Buku Gafatar Ungkap Enam Fase Menuju Khilafah Islam
Editor
Sukma Nugraha Loppies
Minggu, 24 Januari 2016 11:06 WIB
TEMPO.CO, Pontianak - Buku Memahami dan Menyikapi Tradisi Tuhan yang ditinggalkan dokter Dyah Ayu Wulandari, untuk sang Ibu, Eni Nurfaizah, mengungkapkan hal terkait berdirinya Negara Kesatuan Tuan Semesta Alam. Dyah sendiri berhasil ditemukan di Kalimantan Timur. Sabtu pagi, Eni dan suaminya, Wiyono, terbang ke Kalimantan untuk menjemput anaknya.
Hubungan telekomunikasi sudah bisa dilakukan, walaupun difasilitasi oleh petugas kepolisian. ”Saya baru sadar. Sebenarnya informasi Gafatar ini sudah banyak di internet,” ujar Eni, Jumat lalu.
Menurut buku itu, untuk menjadi anggota Gafatar, yang disebut anggotanya merupakan organisasi sosial, harus melakukan ritual awal, yakni Sumpah Gafatar. Sumpah Gafatar yang terdapat dalam buku tersebut adalah mendudukkan Ahmad Mushadeq sebagai mesias atau juru selamat.
SIMAK: Gafatar dan Kisah Ahmad Mushadeq yang Bersalin Rupa
Ini mirip baiat anggota jemaah kepada imam. Ahmad Moshaddeq atau Ahmad Musadeq alias Abdussalam pada 2006 mengaku sebagai nabi setelah Nabi Muhammad SAW. Dia pula yang mendirikan gerakan Al-Qiyadah Al-Islamiyah.
Setidaknya, menurut Eni, di dalam buku itu ada enam tahapan yang dirancang sejak pendirian Al-Qiyadah AL-Islamiyah yang merupakan tahapan menuju pembentukan Negara Islam, meski Islam menurut versi Ahmad Musadeq.
Adapun tahapan atau fase dalam buku yang ditinggalkan Dyah, meliputi enam fase. Pertama, Sirrun, yaitu gerakan rahasia, berdakwah rahasia, dan merekrut anggota secara rahasia. ”Mereka menjaring simpati dengan menggunakan kedok kegiatan sosial,” kata Nurul, ibu dari Faradina Ilma, 24, korban pengikut yang belum ditemukan.
Kedua, Jahrun, yaitu berdakwah secara terang-terangan, mengaji secara terang-terangan, merekrut anggota secara terang-terangan. Menurut Nurul, hal ini sudah dilakukan sejak 2011 dengan terbentuknya Gafatar.
Ketiga, Hijrah, yaitu representasi dari sejarah perpindahan dari Mekah ke Medinah untuk berdirinya ibu kota Negara yang mereka sebut Ummul Qura. Meski tidak spesifik lokasinya, Dusun Pangsuma, Desa Antibar, Kabupaten Mempawah, Kalimantan Barat belakangan diketahui banyak berkumpul para pengikut Gafatar.
SIMAK: Sejarah Lahirnya Gafatar: Dari Mushadeq ke Mushadeq Lagi
Menurut Suharto, 42 tahun, warga Malang, yang awalnya bekerja di koperasi milik pemerintah, mengatakan bahwa Kalimantan Barat mempunyai potensi yang sangat berlimpah. Warga kelompok tani di Moton Panjang, Dusun Pangsuma, Desa Antibar, ioni menilai, luas lahan banyak yang belum tergarap. “Lahan kami milik investor. Kami bertahan dengan jatah hidup yang diberikan investor. Pembagiannya pada tahun pertama dan kedua untuk petani penggarap, sedangkan tahun ketiga pembagian 20:80,” ujar dia.
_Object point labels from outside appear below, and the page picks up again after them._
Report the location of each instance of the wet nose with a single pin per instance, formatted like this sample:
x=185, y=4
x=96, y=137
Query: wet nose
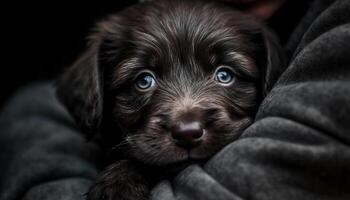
x=187, y=133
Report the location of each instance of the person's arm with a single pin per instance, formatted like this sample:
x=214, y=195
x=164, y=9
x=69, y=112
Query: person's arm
x=42, y=156
x=299, y=146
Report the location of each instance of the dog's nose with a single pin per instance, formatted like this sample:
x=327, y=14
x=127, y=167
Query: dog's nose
x=187, y=133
Sukardi, 45 tahun, ahli pupuk di kelompok tani Moton Panjang mengatakan sangat optimistis. Sikap optimistis dan komitmen pada kelompok yang ditunjukkan anggota eks Gafatar tersebut sama seperti tahapan ketiga. Dalam tahapan ini, terlihat beberapa warga rela meninggalkan keluarga dan pekerjaan utamanya dan kemudian memilih bertani.
Tahap keempat adalah Qital, yaitu perang terbuka dengan orang kafir demi kemenangan agama Islam versi mereka. Tahapan kelima, Futuh, yaitu menang dari peperangan yang melawan orang kafir. Tahap keenam, Khilafah, yaitu membentuk pemerintahan negara Islam versi mereka dengan memberlakukan hukum Islam versi mereka.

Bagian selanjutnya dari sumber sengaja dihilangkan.